Leicht gesalzen und sehr groß, nur eben doof zu erreichen über die sehr schlechten Straßen. Von den Querrillen, die alle 7-10 m auftauchen und das Fahrzeug ständig zum Schaukeln bringen, bin ich irgendwann (nach Stunden) so genervt, dass ich das Lenkrad freiwillig an Alex weitergebe. Der Asphalt ist zum großen Teil weggebrochen und von den vielen tiefen Löchern will ich gar nicht erst anfangen. Ach, oder doch! Hier ein paar Kostproben:

Unser Auspuff hängt komisch da. Alex guckt unters Auto. Wegen des ganzen Gerüttels hat sich die Halterung des Endschalldämpfers gelöst und ist aus der Gummihalterung gerutscht. Dadurch ist dann die vordere Halteschelle gebrochen und aufgebogen. Alex kann aber alles wieder befestigen und die vordere, gebrochene Halteschelle provisorisch zusammenbiegen. Alle anderen Schrauben sind glücklicherweise fest. Sonst hat dem Gewackel alles standgehalten, bis auf die Plastik-Schließwinkel unserer Schubladen. Da mussten einige dran glauben. Gott sei dank haben wir genügend Ersatz an Bord.
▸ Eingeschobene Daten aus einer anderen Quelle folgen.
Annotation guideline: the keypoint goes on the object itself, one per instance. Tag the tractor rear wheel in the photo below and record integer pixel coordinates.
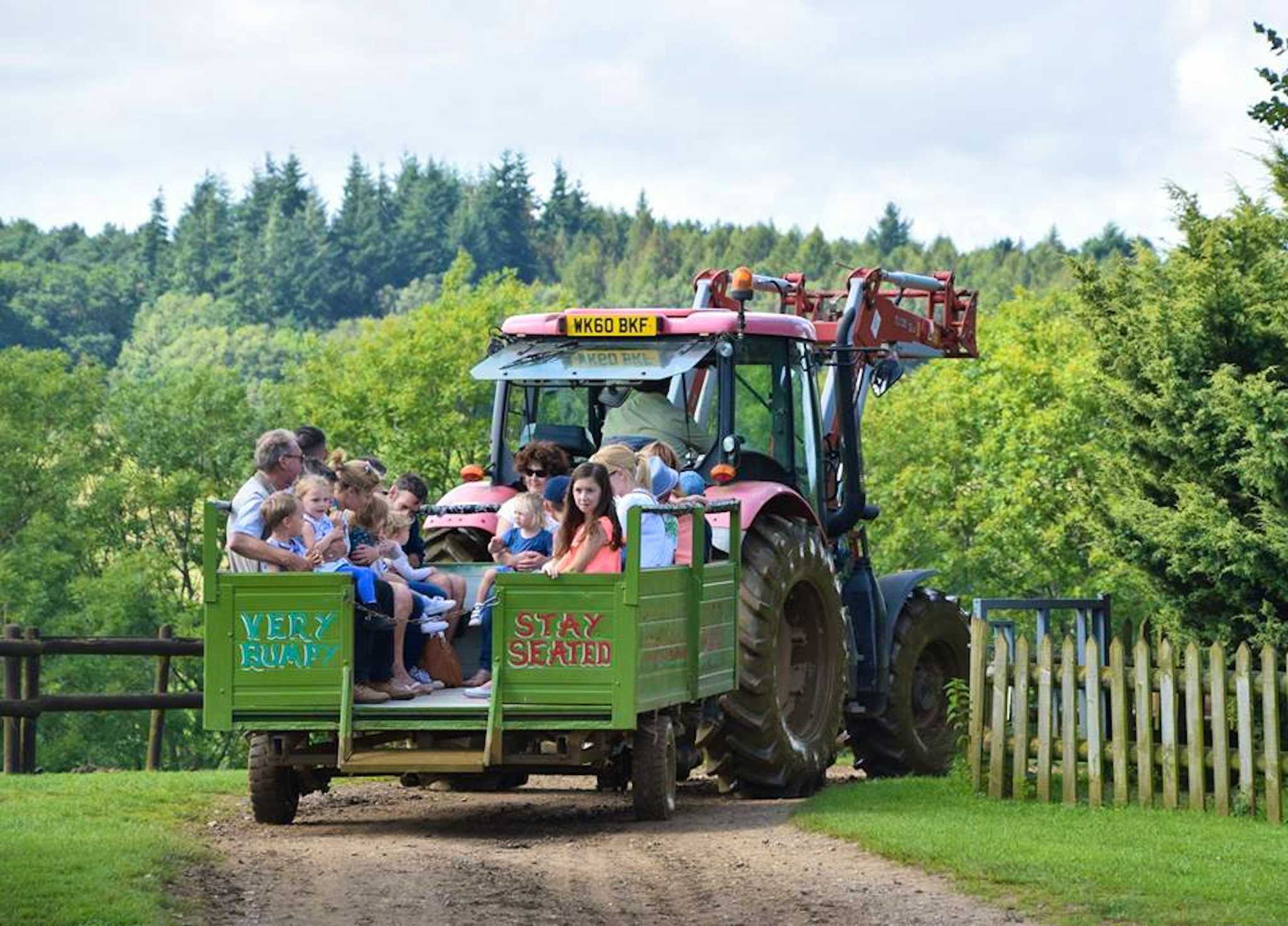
(458, 545)
(931, 645)
(774, 736)
(275, 790)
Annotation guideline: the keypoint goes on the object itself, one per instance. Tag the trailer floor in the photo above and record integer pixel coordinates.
(445, 700)
(554, 852)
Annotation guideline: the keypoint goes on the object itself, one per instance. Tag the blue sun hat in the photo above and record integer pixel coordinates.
(662, 478)
(692, 483)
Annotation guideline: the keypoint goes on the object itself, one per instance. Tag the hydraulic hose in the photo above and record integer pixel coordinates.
(840, 521)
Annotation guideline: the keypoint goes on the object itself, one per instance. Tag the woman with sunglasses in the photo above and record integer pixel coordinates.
(536, 463)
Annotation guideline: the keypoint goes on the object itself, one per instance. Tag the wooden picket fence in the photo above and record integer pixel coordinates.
(1148, 720)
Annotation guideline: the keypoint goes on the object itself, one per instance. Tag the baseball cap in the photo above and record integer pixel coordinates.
(555, 489)
(662, 477)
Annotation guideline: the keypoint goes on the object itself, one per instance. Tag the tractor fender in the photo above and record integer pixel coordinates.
(757, 498)
(470, 494)
(896, 589)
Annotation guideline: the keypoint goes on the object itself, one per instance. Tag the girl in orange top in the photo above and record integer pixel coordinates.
(591, 536)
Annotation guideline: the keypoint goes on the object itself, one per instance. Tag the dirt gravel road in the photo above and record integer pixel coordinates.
(554, 852)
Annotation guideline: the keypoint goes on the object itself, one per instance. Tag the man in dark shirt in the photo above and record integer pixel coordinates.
(409, 494)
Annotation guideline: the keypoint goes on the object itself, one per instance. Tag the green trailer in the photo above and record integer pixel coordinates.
(593, 674)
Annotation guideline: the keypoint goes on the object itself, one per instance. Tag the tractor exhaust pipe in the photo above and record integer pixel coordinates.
(840, 521)
(913, 281)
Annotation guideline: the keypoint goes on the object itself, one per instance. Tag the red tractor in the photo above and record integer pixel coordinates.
(774, 402)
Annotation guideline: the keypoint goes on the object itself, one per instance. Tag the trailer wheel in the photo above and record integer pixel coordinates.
(774, 736)
(275, 790)
(914, 736)
(458, 545)
(653, 768)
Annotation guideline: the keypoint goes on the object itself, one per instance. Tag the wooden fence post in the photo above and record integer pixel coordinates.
(12, 692)
(30, 692)
(1144, 725)
(997, 750)
(1045, 719)
(1021, 722)
(978, 662)
(1095, 734)
(1196, 774)
(156, 728)
(1069, 722)
(1220, 732)
(1118, 718)
(1270, 719)
(1169, 706)
(1243, 710)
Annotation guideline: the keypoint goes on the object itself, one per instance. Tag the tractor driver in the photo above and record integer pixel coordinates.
(641, 414)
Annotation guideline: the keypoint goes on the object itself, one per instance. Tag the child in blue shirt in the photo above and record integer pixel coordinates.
(528, 535)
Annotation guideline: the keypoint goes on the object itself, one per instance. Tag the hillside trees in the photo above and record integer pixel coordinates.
(399, 387)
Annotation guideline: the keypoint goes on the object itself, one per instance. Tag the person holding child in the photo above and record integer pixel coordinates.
(408, 496)
(358, 481)
(277, 464)
(530, 533)
(589, 540)
(372, 657)
(629, 477)
(536, 463)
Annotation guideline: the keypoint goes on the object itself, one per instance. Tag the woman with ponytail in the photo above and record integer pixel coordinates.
(630, 478)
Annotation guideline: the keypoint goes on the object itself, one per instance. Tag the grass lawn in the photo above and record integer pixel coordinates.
(101, 849)
(1068, 864)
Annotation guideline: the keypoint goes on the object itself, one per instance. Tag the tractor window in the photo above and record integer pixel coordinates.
(564, 409)
(806, 425)
(764, 411)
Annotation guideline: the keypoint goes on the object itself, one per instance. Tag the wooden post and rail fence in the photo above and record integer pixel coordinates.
(22, 703)
(1126, 723)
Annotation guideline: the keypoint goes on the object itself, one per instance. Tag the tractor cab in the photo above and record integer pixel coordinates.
(735, 404)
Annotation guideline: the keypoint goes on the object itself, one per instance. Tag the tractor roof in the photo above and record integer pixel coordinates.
(670, 322)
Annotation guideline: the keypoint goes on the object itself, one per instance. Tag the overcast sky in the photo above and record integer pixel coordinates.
(980, 120)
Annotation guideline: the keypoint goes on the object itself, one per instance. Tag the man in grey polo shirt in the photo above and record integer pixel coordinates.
(277, 464)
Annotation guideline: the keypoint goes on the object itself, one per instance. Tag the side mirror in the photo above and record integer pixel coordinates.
(887, 374)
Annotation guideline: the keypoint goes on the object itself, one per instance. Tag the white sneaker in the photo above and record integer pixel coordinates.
(436, 606)
(420, 675)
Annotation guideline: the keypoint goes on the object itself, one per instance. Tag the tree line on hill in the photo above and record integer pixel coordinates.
(277, 257)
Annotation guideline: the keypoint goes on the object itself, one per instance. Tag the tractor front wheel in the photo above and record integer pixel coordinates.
(774, 736)
(458, 545)
(931, 645)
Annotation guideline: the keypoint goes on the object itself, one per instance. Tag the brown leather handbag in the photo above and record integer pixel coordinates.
(440, 660)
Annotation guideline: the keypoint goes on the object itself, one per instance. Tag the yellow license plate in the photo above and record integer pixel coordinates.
(612, 326)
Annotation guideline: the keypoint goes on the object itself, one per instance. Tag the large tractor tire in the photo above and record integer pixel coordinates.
(914, 736)
(275, 790)
(774, 736)
(458, 545)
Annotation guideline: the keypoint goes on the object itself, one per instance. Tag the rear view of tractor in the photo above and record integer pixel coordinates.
(772, 406)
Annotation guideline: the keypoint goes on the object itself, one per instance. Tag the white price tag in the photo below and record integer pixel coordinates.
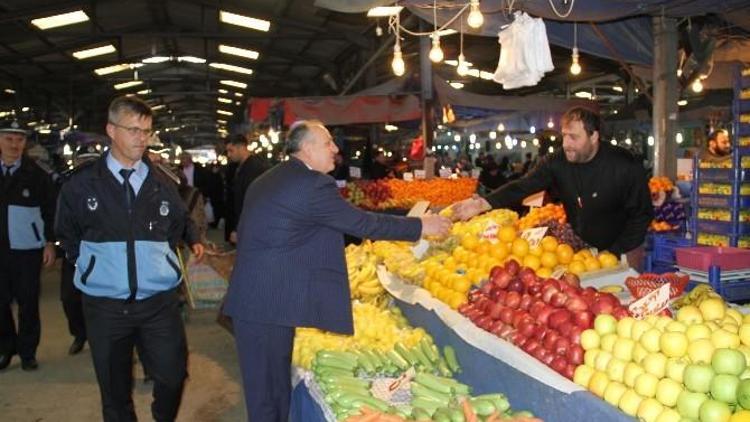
(420, 248)
(419, 209)
(490, 232)
(651, 304)
(534, 236)
(559, 272)
(385, 388)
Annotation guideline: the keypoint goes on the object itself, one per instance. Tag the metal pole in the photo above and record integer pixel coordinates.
(665, 96)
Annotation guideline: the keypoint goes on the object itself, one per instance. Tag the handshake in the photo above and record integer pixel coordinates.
(439, 225)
Als wir am nächsten Tag losfahren, fahren wir uns prompt im Kies fest. Mit ein bisschen Buddelei und Hilfe durch unsere Sandbleche kommen wir spielend frei, macht jedoch Schaulustige auf uns aufmerksam, weil wir ausgerechnet mit einem 4×4 hängenbleiben.

Das sinkende Haus
Das sinkende Haus

Über weitere schlechte Pisten, viel Steppenlandschaft und vorbei an einem beinahe versunkenen Haus im See rumpeln wir 620 km Richtung Semei. Ziel ist der Atomic Lake, Schagan See. Das klingt irgendwie verlockend und es war nur als nettes Ziel zwischendrin gedacht. Dass es so anstrengend werden würde, damit konnte keiner rechnen.
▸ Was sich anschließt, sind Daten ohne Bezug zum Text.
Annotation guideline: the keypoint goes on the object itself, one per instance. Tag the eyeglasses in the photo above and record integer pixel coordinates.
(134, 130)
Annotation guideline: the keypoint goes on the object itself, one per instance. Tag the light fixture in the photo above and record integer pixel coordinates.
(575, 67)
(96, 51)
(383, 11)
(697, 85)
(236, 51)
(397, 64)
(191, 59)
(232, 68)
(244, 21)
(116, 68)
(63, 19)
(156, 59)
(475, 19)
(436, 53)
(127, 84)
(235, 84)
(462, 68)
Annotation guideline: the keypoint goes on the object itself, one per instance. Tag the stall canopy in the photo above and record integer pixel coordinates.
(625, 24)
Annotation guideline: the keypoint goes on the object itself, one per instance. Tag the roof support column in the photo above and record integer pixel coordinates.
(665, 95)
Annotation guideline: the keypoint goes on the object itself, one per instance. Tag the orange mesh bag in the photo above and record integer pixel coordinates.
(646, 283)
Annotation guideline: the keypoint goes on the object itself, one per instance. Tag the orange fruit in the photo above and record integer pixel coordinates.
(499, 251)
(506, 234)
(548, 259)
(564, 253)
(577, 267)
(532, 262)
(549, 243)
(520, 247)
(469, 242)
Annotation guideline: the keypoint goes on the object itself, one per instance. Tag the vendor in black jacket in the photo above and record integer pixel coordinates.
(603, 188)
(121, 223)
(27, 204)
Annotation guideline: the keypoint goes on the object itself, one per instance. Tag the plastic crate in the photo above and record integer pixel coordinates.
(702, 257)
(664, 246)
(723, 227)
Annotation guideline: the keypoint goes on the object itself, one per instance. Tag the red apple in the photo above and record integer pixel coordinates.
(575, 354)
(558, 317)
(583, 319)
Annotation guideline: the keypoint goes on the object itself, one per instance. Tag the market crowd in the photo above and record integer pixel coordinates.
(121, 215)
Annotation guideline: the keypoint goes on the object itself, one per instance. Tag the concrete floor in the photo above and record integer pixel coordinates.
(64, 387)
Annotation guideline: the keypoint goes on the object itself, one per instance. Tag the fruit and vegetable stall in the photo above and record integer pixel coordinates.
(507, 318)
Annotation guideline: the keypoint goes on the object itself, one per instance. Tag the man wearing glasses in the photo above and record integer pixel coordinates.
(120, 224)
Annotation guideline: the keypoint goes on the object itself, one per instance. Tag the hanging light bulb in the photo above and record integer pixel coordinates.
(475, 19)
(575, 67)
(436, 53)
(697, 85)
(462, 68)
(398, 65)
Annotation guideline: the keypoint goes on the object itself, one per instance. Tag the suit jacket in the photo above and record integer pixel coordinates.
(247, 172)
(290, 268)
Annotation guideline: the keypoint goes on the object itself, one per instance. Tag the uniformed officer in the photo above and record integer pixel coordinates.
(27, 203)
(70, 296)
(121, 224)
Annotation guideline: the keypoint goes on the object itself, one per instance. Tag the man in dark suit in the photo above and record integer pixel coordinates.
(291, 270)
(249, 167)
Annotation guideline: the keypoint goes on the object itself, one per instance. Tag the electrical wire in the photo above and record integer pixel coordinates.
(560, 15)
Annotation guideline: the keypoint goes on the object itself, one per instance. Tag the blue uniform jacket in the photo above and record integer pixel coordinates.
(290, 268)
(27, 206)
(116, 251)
Früher muss das Gelände mal gesperrt gewesen sein, denn die Pfähle des Stacheldrahtzauns stehen noch. Der See in dem Krater entstand nach dem in 185 m Tiefe stattfindenden Kernwaffentest im Jahr 1965. Da der See angeblich immer noch radioaktiv ist, wird der See „Atomsee“ genannt. Was uns dann aber verwundert, ist, dass Angler um den See und den Fluss Schagan stehen. Uns ist das ganze dann doch ein bisschen unheimlich, daher fahren wir noch am späten Nachmittag weiter, weil man ja nie weiß, wie hoch die Radioaktivität noch ist. Wir übernachten im Sicherheitsabstand von etlichen km in der Steppe.
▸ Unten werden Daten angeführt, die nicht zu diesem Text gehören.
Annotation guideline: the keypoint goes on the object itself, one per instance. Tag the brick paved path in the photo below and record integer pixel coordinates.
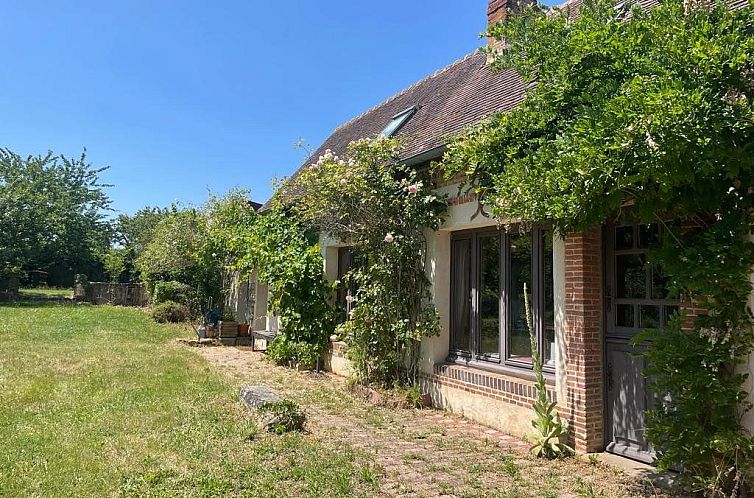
(426, 453)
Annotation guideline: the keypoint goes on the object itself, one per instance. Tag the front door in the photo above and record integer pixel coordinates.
(635, 299)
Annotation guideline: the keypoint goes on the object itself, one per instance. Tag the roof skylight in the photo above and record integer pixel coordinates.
(397, 121)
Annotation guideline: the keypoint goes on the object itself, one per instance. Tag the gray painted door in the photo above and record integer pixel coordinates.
(627, 402)
(636, 299)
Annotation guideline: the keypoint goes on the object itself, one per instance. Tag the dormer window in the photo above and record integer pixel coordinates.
(397, 121)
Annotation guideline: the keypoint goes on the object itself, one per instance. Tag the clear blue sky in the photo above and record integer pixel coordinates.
(182, 97)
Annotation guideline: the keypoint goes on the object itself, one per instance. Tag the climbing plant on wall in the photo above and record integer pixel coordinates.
(288, 260)
(647, 112)
(381, 208)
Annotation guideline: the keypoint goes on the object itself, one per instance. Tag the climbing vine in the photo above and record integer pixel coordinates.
(287, 259)
(382, 209)
(647, 115)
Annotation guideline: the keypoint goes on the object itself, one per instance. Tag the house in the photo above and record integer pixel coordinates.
(591, 291)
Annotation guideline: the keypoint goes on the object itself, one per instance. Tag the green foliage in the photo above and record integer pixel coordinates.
(171, 312)
(283, 416)
(180, 251)
(120, 264)
(651, 110)
(382, 209)
(172, 291)
(552, 433)
(51, 216)
(132, 234)
(286, 258)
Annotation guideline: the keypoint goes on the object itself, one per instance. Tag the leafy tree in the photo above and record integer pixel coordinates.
(647, 114)
(51, 215)
(179, 251)
(132, 234)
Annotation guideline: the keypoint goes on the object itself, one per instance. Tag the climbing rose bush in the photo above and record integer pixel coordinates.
(383, 209)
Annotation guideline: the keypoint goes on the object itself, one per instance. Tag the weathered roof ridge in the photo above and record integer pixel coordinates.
(409, 88)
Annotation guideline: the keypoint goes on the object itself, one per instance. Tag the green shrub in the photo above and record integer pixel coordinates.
(171, 312)
(171, 291)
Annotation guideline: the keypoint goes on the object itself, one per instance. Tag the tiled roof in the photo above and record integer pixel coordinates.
(454, 97)
(463, 93)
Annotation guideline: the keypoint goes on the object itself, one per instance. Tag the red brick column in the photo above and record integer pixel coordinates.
(584, 405)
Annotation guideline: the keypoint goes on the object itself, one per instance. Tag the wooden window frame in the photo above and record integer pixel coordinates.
(502, 361)
(612, 301)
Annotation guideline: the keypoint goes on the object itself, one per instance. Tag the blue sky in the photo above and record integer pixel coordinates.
(182, 97)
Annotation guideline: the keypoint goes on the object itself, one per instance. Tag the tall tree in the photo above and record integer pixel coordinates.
(51, 215)
(131, 236)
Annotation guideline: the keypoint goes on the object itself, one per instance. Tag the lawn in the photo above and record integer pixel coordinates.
(100, 401)
(45, 293)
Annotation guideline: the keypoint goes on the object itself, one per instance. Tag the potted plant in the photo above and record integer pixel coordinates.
(243, 330)
(228, 327)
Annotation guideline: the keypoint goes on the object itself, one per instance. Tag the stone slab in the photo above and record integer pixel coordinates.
(256, 396)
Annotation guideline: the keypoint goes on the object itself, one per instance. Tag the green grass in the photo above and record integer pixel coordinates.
(45, 292)
(100, 401)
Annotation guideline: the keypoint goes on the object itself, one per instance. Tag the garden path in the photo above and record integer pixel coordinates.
(426, 453)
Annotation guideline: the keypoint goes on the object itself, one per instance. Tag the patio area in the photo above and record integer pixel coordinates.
(427, 453)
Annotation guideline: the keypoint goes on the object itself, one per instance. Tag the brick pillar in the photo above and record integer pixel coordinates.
(584, 405)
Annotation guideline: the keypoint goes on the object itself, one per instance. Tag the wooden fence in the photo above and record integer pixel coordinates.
(112, 293)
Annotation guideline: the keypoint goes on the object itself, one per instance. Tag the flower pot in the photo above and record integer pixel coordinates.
(228, 330)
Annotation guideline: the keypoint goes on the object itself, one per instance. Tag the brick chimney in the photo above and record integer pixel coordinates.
(497, 10)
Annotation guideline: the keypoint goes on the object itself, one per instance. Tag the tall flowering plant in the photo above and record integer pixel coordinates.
(383, 209)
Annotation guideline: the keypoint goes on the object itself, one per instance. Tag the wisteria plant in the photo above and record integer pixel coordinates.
(383, 209)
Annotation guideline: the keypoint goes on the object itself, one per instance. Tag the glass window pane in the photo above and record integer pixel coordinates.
(630, 276)
(649, 316)
(659, 283)
(548, 289)
(669, 312)
(624, 238)
(519, 345)
(489, 296)
(461, 292)
(649, 235)
(624, 315)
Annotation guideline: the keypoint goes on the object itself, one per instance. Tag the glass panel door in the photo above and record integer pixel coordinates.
(489, 296)
(460, 294)
(519, 346)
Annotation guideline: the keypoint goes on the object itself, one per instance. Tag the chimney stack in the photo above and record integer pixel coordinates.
(498, 10)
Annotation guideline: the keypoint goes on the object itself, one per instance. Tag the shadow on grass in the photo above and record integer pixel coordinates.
(26, 301)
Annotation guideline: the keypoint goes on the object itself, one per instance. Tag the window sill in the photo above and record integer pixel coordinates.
(517, 372)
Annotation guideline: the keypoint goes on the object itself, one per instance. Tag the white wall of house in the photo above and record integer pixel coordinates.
(500, 414)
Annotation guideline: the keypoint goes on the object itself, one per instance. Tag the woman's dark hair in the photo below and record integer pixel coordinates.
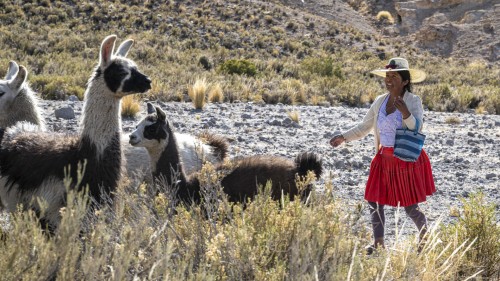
(405, 75)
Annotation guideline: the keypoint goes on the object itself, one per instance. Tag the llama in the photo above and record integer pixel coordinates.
(17, 101)
(193, 151)
(240, 183)
(33, 164)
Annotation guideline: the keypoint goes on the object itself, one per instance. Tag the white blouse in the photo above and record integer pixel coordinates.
(387, 125)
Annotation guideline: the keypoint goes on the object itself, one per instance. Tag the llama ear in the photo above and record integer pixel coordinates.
(161, 114)
(124, 48)
(12, 71)
(107, 46)
(19, 79)
(151, 108)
Über Semei und Pawlodar geht es nach schließlich Astana. Bis Semei bleibt die Straße schlecht, danach ist sie teilweise auf neuem Asphalt befahrbar. „Astana“ ist witzigerweise das kasachische Wort für „Hauptstadt“ – wie passend! Bis 1997 war ja noch Almaty Kasachstans Hauptstadt. Angeblich hat man diesen Namen (Astana) gewählt, weil er politisch und historisch unbelastet ist. Astana liegt in einer Steppenlandschaft im Nirgendwo. Ganz plötzlich tauchen da vor der Windschutzscheibe die ersten Hochhäuser auf. Und zwar wirklich plötzlich, weil es davor nicht viele Ortschaften gibt. Uns gefällt Astana allein schon vom Durchfahren her! Die Architektur ist beeindruckend und farbenfroh. Und es gibt so viele beeindruckende Gebäude, dass man tagelang staunend durch die Hauptstadt laufen kann.

Unter anderem gehen wir auf den Astana-Turm, dem Bajterek-Tower, der einen mythologischen Lebensbaum symbolisiert. Eintritt kostet 700 Tenge für Erwachsene, 300 Tenge für Kinder. Mit dem Fahrstuhl geht es direkt in die 22 m im Durchmesser messende goldene Kugel in ca. 97 m Höhe.

Außerdem verbringen wir einen ganzen Tag in der Astana Sphere, die derzeit eine Ausstellung zu „Erneuerbaren Energien“ beherbergt.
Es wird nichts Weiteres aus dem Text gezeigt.